Even when we break out these government ratings by those businesses that listed the crisis as either moderately or severely negative, the sentiment only slightly skewed negative, with 52% listing between 1 and 5 and 48% listing between 6 and 10.
This seems to reflect an overall “meh” sentiment of the federal government’s response, though it’s worth noting that it’s not negative.
51% of SMBs are bearish on their six-month outlook
As we step into summer, businesses on the whole seem unsure on what the next six months hold.

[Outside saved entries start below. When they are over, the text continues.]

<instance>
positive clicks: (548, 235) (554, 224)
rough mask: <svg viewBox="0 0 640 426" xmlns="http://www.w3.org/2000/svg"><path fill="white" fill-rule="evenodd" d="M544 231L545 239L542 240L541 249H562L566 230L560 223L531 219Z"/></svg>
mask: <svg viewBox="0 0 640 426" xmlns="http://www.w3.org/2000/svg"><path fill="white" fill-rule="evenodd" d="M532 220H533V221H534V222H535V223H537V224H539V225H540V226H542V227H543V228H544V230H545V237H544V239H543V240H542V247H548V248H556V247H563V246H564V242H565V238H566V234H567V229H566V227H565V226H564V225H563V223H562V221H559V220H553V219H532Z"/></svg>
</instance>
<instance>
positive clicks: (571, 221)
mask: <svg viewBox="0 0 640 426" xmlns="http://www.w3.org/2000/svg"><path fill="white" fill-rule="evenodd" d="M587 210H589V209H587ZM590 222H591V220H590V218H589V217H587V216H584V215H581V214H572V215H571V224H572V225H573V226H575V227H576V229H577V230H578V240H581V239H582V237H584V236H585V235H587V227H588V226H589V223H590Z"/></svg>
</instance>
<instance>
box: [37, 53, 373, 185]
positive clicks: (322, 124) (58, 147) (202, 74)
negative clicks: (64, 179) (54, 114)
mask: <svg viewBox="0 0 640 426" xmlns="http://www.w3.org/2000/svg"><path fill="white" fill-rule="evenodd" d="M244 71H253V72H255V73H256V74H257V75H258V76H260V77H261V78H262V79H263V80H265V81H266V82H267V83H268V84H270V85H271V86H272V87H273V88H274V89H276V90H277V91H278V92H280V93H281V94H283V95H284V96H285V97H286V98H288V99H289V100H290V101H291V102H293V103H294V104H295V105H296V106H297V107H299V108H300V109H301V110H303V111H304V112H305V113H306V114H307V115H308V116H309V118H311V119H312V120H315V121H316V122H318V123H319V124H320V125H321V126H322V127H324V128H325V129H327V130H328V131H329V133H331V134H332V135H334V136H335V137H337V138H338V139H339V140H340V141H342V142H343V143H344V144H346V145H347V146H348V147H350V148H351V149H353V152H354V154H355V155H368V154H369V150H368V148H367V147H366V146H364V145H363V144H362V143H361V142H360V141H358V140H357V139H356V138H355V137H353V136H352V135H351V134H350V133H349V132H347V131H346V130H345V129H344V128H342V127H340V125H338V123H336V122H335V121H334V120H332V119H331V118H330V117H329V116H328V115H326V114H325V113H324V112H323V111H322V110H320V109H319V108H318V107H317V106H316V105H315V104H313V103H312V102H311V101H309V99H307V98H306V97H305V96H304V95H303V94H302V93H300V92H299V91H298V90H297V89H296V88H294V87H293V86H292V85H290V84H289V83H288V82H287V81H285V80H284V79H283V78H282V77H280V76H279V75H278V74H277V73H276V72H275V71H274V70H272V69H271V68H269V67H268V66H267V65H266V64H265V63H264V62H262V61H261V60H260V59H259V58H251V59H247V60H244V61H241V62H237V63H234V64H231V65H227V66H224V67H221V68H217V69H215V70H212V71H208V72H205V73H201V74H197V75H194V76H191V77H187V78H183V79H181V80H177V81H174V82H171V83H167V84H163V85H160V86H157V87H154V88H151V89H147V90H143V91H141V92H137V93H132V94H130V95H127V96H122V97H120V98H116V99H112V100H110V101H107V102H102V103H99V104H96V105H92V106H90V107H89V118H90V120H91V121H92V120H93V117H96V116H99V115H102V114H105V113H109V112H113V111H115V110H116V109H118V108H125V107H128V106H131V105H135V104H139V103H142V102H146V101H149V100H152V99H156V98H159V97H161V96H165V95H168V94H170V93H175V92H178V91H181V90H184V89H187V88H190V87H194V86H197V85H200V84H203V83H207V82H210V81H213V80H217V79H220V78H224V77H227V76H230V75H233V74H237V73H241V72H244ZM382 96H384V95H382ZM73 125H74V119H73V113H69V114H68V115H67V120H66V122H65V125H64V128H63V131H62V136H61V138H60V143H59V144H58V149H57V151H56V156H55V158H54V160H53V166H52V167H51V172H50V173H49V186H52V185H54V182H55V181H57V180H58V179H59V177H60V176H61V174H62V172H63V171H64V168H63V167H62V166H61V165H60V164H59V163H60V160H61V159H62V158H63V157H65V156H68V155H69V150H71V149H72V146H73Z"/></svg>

Businesses rated their projected performance on a six-month outlook from 1 to 10, with 1 being negative and 10 being positive. The most reported rating is 7, with 20% of businesses listing it. Next is a 5, with 17% listed. Overall, the sentiment on the six-month outlook is slightly more bearish, with 51% listing between 1 and 5 while 49% list between 6 and 10.
Businesses that report moderate to severe impacts from the COVID-19 crisis have a more bearish six-month outlook, with 59% listing between 1 and 5 and 41% listing between 6 and 10. However, 5 and 7 out of 10 are still the most indicated projections, with 18% listing each.
This bearishness is even more prominent in similar research from , which shows that 75% of their small business respondents from May 8 to May 13 are “unsure” or “pessimistic” about their confidence in economic recovery post-crisis.
So, what now?
Lipsitch is a professor of epidemiology at the Harvard T. H. Chan School of Public Health and director of the Center for Communicable Disease Dynamics. He states we’ll have a harder time controlling coronavirus in the fall given the typical coronavirus pattern where transmission peaks in November, with cases peaking in December.
Pair that with social exhaustion and unrest around stay-at-home and safer-in-place orders, not to mention continued protests, and it seems overwhelmingly like we’ve got far more trials and troubles ahead of us than behind.
So, what now? Business owners have to get leaner and more efficient. Consider software options that reduce human error and provide key automations to otherwise time-consuming business processes.
If you can ramp up business this summer, go for it. But keep in mind the potentially negative impacts of the second wave, and try to get ahead of it however you can.
The Blueprint surveyed 275 people across the U.S., aged 18 and older, who self-identified as business owners. The survey was conducted via email between May 12, 2020, and May 15, 2020. While efforts were made to create a representative sample, there is variability in any sampling method and no strict statistical testing was performed.